Pursuant to 18 U.S.C. Section 1350, as created by Section 906 of the Sarbanes-Oxley Act of 2002, the undersigned officer of ReNew Energy Global plc (the “Company”) hereby certifies, to such officer’s knowledge, that:

 

i.
the accompanying annual report on Form 20-F of the Company for the year ended March 31, 2023 (the “Report”) fully complies with the requirements of Section 13(a) or Section 15(d), as applicable, of the Securities Exchange Act of 1934, as amended; and

 

ii.
the information contained in the Report fairly presents, in all material respects, the financial condition and results of operations of the Company.

 

 

Date: July 31, 2023

By: /s/Sumant Sinha

Name: Sumant Sinha

Title: Chief Executive Officer

 

 

The foregoing certification is being furnished solely to accompany the Report pursuant to 18 U.S.C. Section 1350, and is not being “filed” either as part of the Report or as a separate disclosure statement, and is not to be incorporated by reference into the Report or any other filing of the Company, whether made before or after the date hereof, regardless of any general incorporation language in such filing.

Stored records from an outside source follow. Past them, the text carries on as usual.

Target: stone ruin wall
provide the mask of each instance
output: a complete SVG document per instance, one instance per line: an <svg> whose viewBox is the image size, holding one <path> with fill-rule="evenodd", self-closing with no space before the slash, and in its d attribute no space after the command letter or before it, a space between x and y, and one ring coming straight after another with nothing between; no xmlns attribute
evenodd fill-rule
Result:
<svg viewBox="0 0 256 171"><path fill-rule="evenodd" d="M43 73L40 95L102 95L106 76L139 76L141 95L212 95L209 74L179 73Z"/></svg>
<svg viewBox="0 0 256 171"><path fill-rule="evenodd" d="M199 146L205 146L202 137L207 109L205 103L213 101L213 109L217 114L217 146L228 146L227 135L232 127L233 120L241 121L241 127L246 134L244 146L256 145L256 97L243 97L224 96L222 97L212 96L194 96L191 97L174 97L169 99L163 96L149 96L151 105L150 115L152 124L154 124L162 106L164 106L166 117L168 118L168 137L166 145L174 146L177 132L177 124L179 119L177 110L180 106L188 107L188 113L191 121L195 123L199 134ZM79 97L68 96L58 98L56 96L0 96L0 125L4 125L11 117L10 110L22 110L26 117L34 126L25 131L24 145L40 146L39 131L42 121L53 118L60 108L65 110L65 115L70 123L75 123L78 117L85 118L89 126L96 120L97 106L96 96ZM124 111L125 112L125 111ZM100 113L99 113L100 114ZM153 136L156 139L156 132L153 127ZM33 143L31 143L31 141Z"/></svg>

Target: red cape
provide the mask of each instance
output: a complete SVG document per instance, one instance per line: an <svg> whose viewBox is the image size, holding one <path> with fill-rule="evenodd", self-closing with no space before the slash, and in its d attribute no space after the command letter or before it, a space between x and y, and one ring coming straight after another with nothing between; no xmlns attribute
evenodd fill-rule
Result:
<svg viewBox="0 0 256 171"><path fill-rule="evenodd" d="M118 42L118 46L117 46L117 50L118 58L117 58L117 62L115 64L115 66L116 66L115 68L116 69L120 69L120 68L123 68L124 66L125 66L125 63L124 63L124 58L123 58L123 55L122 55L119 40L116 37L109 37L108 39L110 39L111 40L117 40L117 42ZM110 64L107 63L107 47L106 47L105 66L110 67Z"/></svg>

The foregoing certification shall not be deemed “filed” for purposes of Section 18 of the Securities Exchange Act of 1934, as amended, or otherwise subject to the liabilities of Section 18 or Sections 11 and 12(a)(2) of the Securities Act of 1933, as amended.

 


EX-13.2

 

Exhibit 13.2

Certification of Chief Financial Officer

Pursuant to Section 906 of the Sarbanes-Oxley Act of 2002

 

Pursuant to 18 U.S.C. Section 1350, as created by Section 906 of the Sarbanes-Oxley Act of 2002, the undersigned officer of ReNew Energy Global plc (the “Company”) hereby certifies, to such officer’s knowledge, that:

 

i.
the accompanying annual report on Form 20-F of the Company for the year ended March 31, 2023 (the “Report”) fully complies with the requirements of Section 13(a) or Section 15(d), as applicable, of the Securities Exchange Act of 1934, as amended; and

 

ii.
the information contained in the Report fairly presents, in all material respects, the financial condition and results of operations of the Company.

 

 

Date: July 31, 2023

By: /s/ Kedar Upadhye

Name: Kedar Upadhye

Title: Chief Financial Officer

 

The foregoing certification is being furnished solely to accompany the Report pursuant to 18 U.S.C. Section 1350, and is not being “filed” either as part of the Report or as a separate disclosure statement, and is not to be incorporated by reference into the Report or any other filing of the Company, whether made before or after the date hereof, regardless of any general incorporation language in such filing. The foregoing certification shall not be deemed “filed” for purposes of Section 18 of the Securities Exchange Act of 1934, as amended, or otherwise subject to the liabilities of Section 18 or Sections 11 and 12(a)(2) of the Securities Act of 1933, as amended.